In article <6883@brl-smoke.ARPA>, gwyn@brl-smoke.ARPA (Doug Gwyn ) writes:
> In article <482@cresswell.quintus.UUCP> [I wrote]:
> >BTW: now that the ANSI C committee have decided to flout centuries
> >of mathematical tradition and make (X+Y) different from X+Y, what
> >does this do to E1[E2]?
> 
> First of all, you appear to be under some misunderstanding.
> (X+Y) is no more different from X+Y under the new rule than it ever was.

Under the new rules, (X+Y) and X+Y are in fact different, that is,
they BEHAVE differently.  (X and Y stand for arbitrary expressions.)

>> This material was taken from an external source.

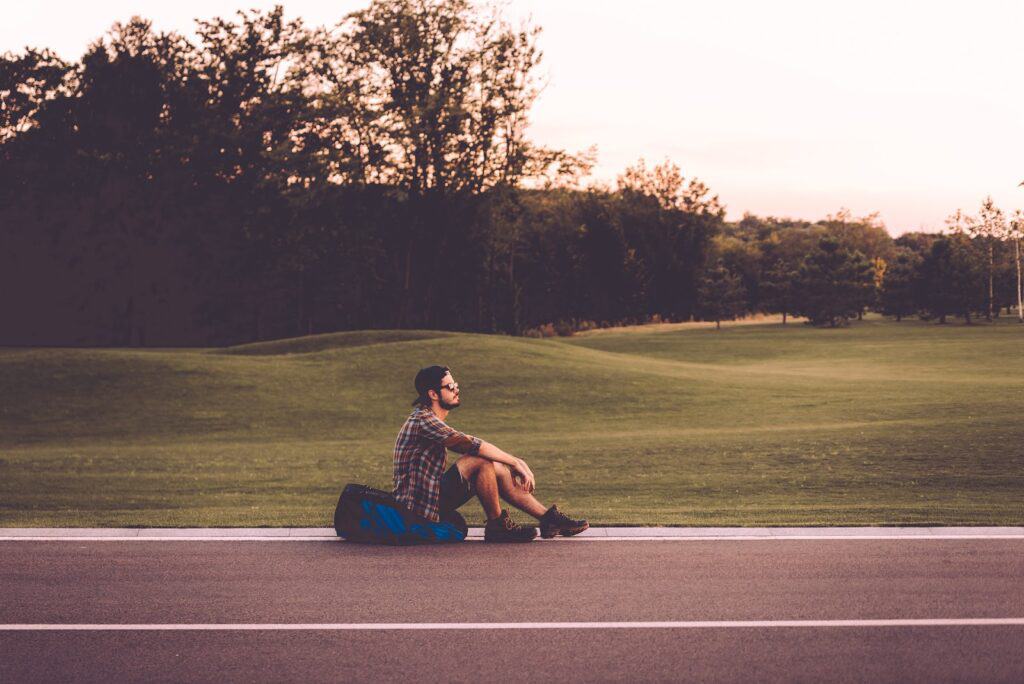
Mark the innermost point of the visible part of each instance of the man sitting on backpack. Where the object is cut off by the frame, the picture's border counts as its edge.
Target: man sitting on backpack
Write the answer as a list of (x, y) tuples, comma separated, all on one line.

The point here is that E1[E2] has in the past been defined in one of
two previously equivalent ways:
	(*((E1)+(E2)))
or	(*(E1+(E2)))
If parentheses have an operational effect, these two definitions are
no longer equivalent.  What I was asking for, and still would like, is
a plain statement of what the new definition of E1[E2] is, and in
particular, a plain statement of under which conditions the compiler
is entitled to merge E1 and E2 rather than evaluating them separately.
(Note that this is POINTER arithmetic, >>not<< integer arithmetic, so
statements about equivalence if integer overflow is disabled are not
enough to tell me whether the compiler is entitled to treat
2[a+1] as a[3] or not.)  Surely this isn't too much to ask?